Of course, that “transcription” made for one hell of a pain; laboriously typing in the hundreds of lines of code for some of the surprisingly complex programs that SoftSide published was No Fun, no matter how enamored you were with your new computer — and that’s not even considering the subtle bugs that could be introduced by getting a letter or a digit wrong here or there. Therefore SoftSide also sold an optional accompanying cassette for each issue, which contained all the programs published therein.
But that was only the beginning. Even before the birth of the magazine, SoftSide‘s publishers had formed The TRS-80 Software Exchange as a distribution organ for commercial software. In fact, the cynical might say that they formed Softside largely to promote TSE; each issue devoted a considerable number of pages to catalog listings of TSE’s titles, with the most commercially promising also being accorded individual half- or full-page spreads. In a sense, TSE was one of the first software publishers — but only in a sense. Publishing with TSE carried an advantage developers would kill for today:
You retain the rights to the programs you worked so hard to write. If your programs don’t sell, you don’t make money, so why tie up your software with an exclusive contract? With SoftSide, you’re free to market through us, and still sell your programs privately or through other non-exclusive arrangements. We prefer to let our performance be the only “tie that binds.”

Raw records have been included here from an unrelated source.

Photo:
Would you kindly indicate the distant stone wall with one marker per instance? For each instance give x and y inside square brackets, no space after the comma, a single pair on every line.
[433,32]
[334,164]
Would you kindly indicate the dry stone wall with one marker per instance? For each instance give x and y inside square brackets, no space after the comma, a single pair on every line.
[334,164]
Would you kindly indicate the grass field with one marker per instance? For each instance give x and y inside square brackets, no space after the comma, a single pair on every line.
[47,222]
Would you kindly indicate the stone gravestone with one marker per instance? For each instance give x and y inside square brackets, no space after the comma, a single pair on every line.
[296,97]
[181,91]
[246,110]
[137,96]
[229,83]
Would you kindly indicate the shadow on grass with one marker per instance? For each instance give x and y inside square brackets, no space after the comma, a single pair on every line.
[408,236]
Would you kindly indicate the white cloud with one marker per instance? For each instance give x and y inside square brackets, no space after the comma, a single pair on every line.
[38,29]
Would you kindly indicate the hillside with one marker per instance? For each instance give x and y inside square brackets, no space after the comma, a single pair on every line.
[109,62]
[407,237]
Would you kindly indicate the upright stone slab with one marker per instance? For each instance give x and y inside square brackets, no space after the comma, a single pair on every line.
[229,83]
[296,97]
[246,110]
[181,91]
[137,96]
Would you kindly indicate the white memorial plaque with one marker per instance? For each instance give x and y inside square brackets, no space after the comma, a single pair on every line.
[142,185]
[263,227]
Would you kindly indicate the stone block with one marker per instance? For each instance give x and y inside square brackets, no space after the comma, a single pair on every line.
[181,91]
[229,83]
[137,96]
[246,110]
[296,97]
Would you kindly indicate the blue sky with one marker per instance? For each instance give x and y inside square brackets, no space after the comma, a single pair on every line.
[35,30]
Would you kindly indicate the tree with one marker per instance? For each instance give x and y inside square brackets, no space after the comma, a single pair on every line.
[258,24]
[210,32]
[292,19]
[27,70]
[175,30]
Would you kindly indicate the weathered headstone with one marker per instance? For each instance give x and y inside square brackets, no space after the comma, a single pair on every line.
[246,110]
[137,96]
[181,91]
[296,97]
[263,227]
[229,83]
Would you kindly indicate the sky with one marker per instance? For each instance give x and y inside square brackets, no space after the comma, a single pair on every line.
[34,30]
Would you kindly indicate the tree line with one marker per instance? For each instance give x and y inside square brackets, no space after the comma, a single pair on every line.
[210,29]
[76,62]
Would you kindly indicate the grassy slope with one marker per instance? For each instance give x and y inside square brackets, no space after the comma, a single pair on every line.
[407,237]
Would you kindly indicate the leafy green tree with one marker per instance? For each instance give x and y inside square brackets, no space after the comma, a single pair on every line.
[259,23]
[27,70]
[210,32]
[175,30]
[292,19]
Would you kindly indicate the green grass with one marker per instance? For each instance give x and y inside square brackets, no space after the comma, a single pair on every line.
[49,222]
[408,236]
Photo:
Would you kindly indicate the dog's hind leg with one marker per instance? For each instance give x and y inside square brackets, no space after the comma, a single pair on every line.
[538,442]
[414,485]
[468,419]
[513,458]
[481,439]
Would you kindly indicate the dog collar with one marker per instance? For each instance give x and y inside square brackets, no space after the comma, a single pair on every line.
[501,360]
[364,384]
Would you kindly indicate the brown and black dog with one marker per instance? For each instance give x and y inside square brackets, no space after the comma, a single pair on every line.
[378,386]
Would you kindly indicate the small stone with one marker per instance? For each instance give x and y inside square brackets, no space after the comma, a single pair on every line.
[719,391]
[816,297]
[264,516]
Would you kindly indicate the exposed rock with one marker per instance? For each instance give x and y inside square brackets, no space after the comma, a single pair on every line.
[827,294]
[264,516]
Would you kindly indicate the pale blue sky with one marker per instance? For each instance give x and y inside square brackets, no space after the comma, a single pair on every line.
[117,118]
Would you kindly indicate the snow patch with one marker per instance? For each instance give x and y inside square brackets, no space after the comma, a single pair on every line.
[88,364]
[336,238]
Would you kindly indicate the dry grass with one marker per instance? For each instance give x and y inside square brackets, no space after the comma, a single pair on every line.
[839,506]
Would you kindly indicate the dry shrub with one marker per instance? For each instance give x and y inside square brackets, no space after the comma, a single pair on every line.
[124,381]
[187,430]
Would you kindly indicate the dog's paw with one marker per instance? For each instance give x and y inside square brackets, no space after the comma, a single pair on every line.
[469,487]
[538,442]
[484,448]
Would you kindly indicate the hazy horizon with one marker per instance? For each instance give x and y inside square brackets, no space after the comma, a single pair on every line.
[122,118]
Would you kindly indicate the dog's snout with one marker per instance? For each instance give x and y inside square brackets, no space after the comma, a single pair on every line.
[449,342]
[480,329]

What a deal, eh? No wonder so many hobbyists programmers desperate to get their programs into the hands of the masses and earn a little scratch along the way rushed to send in their creations. Scott Adams was among them; even before coding Adventureland he released a “3D tic-tac-toe” and a backgammon game through TSE. And like many others, he took full advantage of TSE’s generous terms by releasing as well through Creative Computing Software, a similar organ set up by that magazine, and also by selling what he could on his own. (For some fun anecdotes about what that was like, check out Matt Barton’s interview with Adams.) All of this occurred fully a year before Adams founded Adventure International, a real software publisher of his own. Adventureland first appeared in SoftSide‘s January, 1979, issue, being sold for $24.95 in tandem with a second adventure Scott had already written by that time with his then-wife, Alexis. Called Pirate Adventure, this game is both easier and more fondly remembered by most players than Adventureland itself.
It’s amusing to look back today on how naive and clumsy the early commercial game market was. Adams and TSE can’t even seem to settle on a name. In addition to its (presumably) real name, Adventureland appears in TSE advertisements as simply Adventure (now that’s a recipe for confusion!) or, my favorite, the evocative and enticing Land Adventure. (Well, I guess it’s factually accurate…) The second game, meanwhile, vacillates among Pirate Adventure, Pirate’s Adventure, and Pirate’s Cove.
But none of that mattered a jot. Adams’s adventures were absolutely unique, and they were being sold into a growing market hungry for interesting and entertaining new games. Most TRS-80 owners had no access to the large institutional machines that ran the original Adventure, making Adams’s games their first exposure to the form, the bridge that brought the innovations of Crowther and Woods to the burgeoning world of home computing. Like all those PDP-10 hackers, once they had solved Adams’s games many TRS-80 programmers started thinking about how to create their own. And so a genre was well and truly born.